Funding challenges – and knock-on impacts on climate transition and innovation – have been part of nearly every discussion at Davos this year. Across government, corporates and investors, leaders are seeking to maximize the impact of capital commitments across climate, technology and food security.

Following landmark commitments at COP28, it’s been interesting to see a more pragmatic approach both to and from traditional energy companies, recognizing them as pivotal players in advancing the transition. These organizations can be pivotal players in accelerating climate solutions but require capital to transition revenue streams and innovate to decarbonize operations.

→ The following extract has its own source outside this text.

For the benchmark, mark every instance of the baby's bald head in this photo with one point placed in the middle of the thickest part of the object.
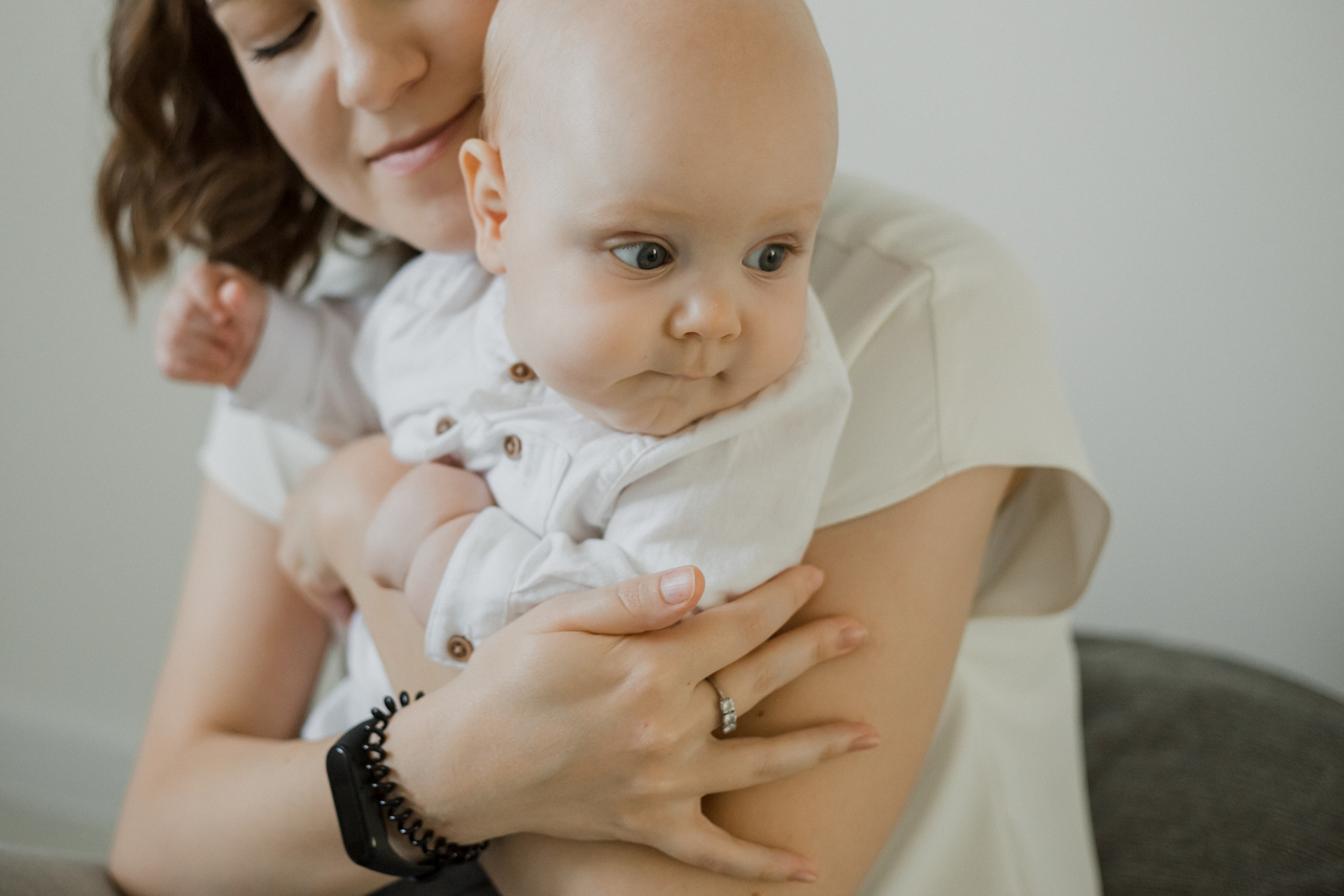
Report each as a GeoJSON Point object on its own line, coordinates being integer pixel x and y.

The private sector is getting to work

While we still need less talk and more action on climate finance, the private sector is putting money to work and driving progress in catalytic investments. We’ve reached that critical tipping point where high-impact clean energy and sustainability investments offer meaningful risk return advantages and capital markets are responding. Investment volumes into green infrastructure soared in 2023, with a record quarter for fundraising into green and clean scale ups during Q2, at a time when venture capital fund raising was way down on its peaks, according to the IEA.[1]

Profit motive is key to scaling capital commitments – and the scaling opportunity is vast. Globally, there is over US$100 trillion of unleveraged[2], according to PWC, long-term oriented institutional investment capital seeking better risk adjusted returns. Against a backdrop of funding challenge, this critical shift in the math is reason for optimism.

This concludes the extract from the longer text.